NAME¶
html2ps - convert HTML to PostScript
SYNOPSIS¶
html2ps [
-2cdDFghHLnORtTuUv ] [
-b URL ] [
-C string ] [
-e encoding ] [
-f
file[:file[:...]] ] [
-i num ] [
-k file ] [
-l lang ] [
-m num ] [
-M num ] [
-N num ] [
-o file ] [
-r path ] [
-s num ] [
-S string ] [
-W string ]
[
-x num ] [
URL|file ]
DESCRIPTION¶
The program
html2ps converts HTML to PostScript. The HTML code can be
retrieved from one or more URL:s or local files, specified as parameters on
the command line. If no parameter is given, html2ps reads from standard input.
Note: To avoid unnecessary network traffic, one can rebuild an already generated
PostScript file with new options. This is done by running html2ps with the new
options, and with the old PostScript file as input (not applicable for all
options).
OPTIONS¶
All options have a short (case sensitive), and a long (case insensitive) form.
- -2 --twoup
- Two column (2-up) output. The default is one column per
page.
- -b URL --base URL
- Use URL as a base to expand relative references for
in-line images. This is useful if you have downloaded a document to a
local file.
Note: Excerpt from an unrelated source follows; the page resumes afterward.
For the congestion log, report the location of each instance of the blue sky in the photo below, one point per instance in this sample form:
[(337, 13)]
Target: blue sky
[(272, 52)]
The URL should then be the URL of the original
document.
- -c --check
- Check the syntax of the HTML file (using an external syntax
checker). The default is to not make a syntax check.
- -C string --toc string
- Generate a table of contents (ToC). The value should be a
string consisting of one of the letters 'f', 'h', or 't', optionally
combined with the letter 'b':
- b
- The ToC will be printed first. This requires that
Ghostscript is installed.
- f
- The ToC will be generated from the links in the converted
document.
- h
- The ToC will be generated from headings and titles in the
converted documents. Note that if the document author for some strange
reason has chosen to use some other means to represent the headings than
the HTML elements H1,...,H6, you are out of luck!
- t
- The ToC will be generated from links having the attribute
rev=TOC in the converted document.
- -d --debug
- Generate debugging information. You should always use this
option when reporting problems with html2ps.
- -D --dsc --DSC
- Generate DSC compliant PostScript. This requires
Ghostscript and can take quite some time to do. Note that a PostScript
file generated with this option cannot be used as input to html2ps for
reformatting later.
- -e encoding --encoding encoding
- The document encoding. Currently recognized values are
ISO-8859-1, EUC-JP, SHIFT-JIS, and ISO-2022-JP (other EUC-xx encodings may
also work). The default is ISO-8859-1.
- -f file[:file[:...]] --rcfile
file[:file[:...]]
- A colon separated list of configuration file names to use
instead of the default personal configuration file $HOME/.html2psrc.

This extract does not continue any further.